Und in der Formel 1 hatte er keine drei Monate zuvor im Regen von Monaco im unterlegenen Tyrrell die komplette Königsklasse begeistert und ohne vorzeitigen Rennabbruch das Rennen wahrscheinlich sogar gewonnen. Einen Vertrag mit Ferrari hatte er angeblich schon in der Tasche.

"Das Zeug zum Weltmeister hatte er, ganz klar. Voraussetzung wäre gewesen, dass er in ein gutes Team kommt", sagte Mass, der später auch den jungen Schumacher als Teamkollegen erlebte und die beiden daher gut vergleichen kann. "Ob er ein Schumacher geworden wäre? Auf jeden Fall war er ein Bellof, der seinen eigenen Weg gegangen ist."

Beide seien schnell gewesen, erinnert sich Mass. "Michael nahm aber Risiken ernst, die Stefan ausblendete", sagte er.

"Gewisse jugendliche Arroganz"

Wie beim verhängnisvollen Unfall in Spa, als der in Gießen geborene Bellof seinen erfahrenen Teamkollegen Jacky Ickx, den er im Jahr zuvor als Weltmeister entthront hatte, ausgerechnet in einer der gefährlichsten Kurven der Welt überholen wollte.
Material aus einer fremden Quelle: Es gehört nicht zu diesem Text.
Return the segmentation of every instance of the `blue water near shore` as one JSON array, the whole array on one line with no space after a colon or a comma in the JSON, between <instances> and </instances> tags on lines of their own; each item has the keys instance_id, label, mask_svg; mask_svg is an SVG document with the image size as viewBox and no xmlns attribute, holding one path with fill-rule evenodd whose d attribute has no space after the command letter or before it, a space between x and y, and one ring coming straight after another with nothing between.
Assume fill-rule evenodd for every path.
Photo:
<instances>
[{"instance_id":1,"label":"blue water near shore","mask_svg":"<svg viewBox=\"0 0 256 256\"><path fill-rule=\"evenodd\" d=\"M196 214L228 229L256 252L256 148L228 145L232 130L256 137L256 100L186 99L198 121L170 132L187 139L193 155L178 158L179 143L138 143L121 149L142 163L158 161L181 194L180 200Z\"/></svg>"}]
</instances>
"Stefan war durchaus beseelt von einer gewissen jugendlichen Arroganz. Aber die brauchen junge Rennfahrer auch", sagte Mass. Bellof hatte angeblich gesagt, um Altstar Ickx könne man schon Kreise fahren.

Ickx: Glatter Selbstmord

Und anscheinend wollte er ihm dies genau in der Eau Rouge beweisen. "Es war ein viel zu optimistisches Manöver und an dieser Stelle auch riskant. Jacky Ickx kann man keinen Vorwurf machen. Der Unfall ging schon auf Stefans Kappe, leider", sagt Mass.

Man müsse die wilden Jahre auch überleben, sagte der frühere Formel-1-Pilot Mass: "Dazu gehört es, den Umgang mit dem Risiko zu lernen. Wer das nicht einsieht, läuft Gefahr, für den Rennsport den größtmöglichen Preis zu bezahlen, wie es dann beim Stefan war."

Ickx bezeichnete das Manöver später als glatten Selbstmord. "Er hätte mich 20 Meter weiter locker überholen können", sagte der sechsmalige Le-Mans-Sieger aus Belgien, der den Unfall mit Nackenschmerzen und einem gequetschten Finger überstand.

"Da kann man nicht überholen"

Der dreimalige Formel-1-Weltmeister Niki Lauda hielt Bellof damals für das "größte Talent im deutschen Rennsport". Und der Schotte Jackie Stewart, ebenfalls dreimal Champion in der Königsklasse, sah in ihm den "kommenden Weltmeister".

Als Lauda davon hörte, dass Bellof versucht habe, Ickx in der Eau Rouge zu überholen, sei er tief schockiert gewesen: "Das war ein fataler Fehler, denn da kann man nicht überholen."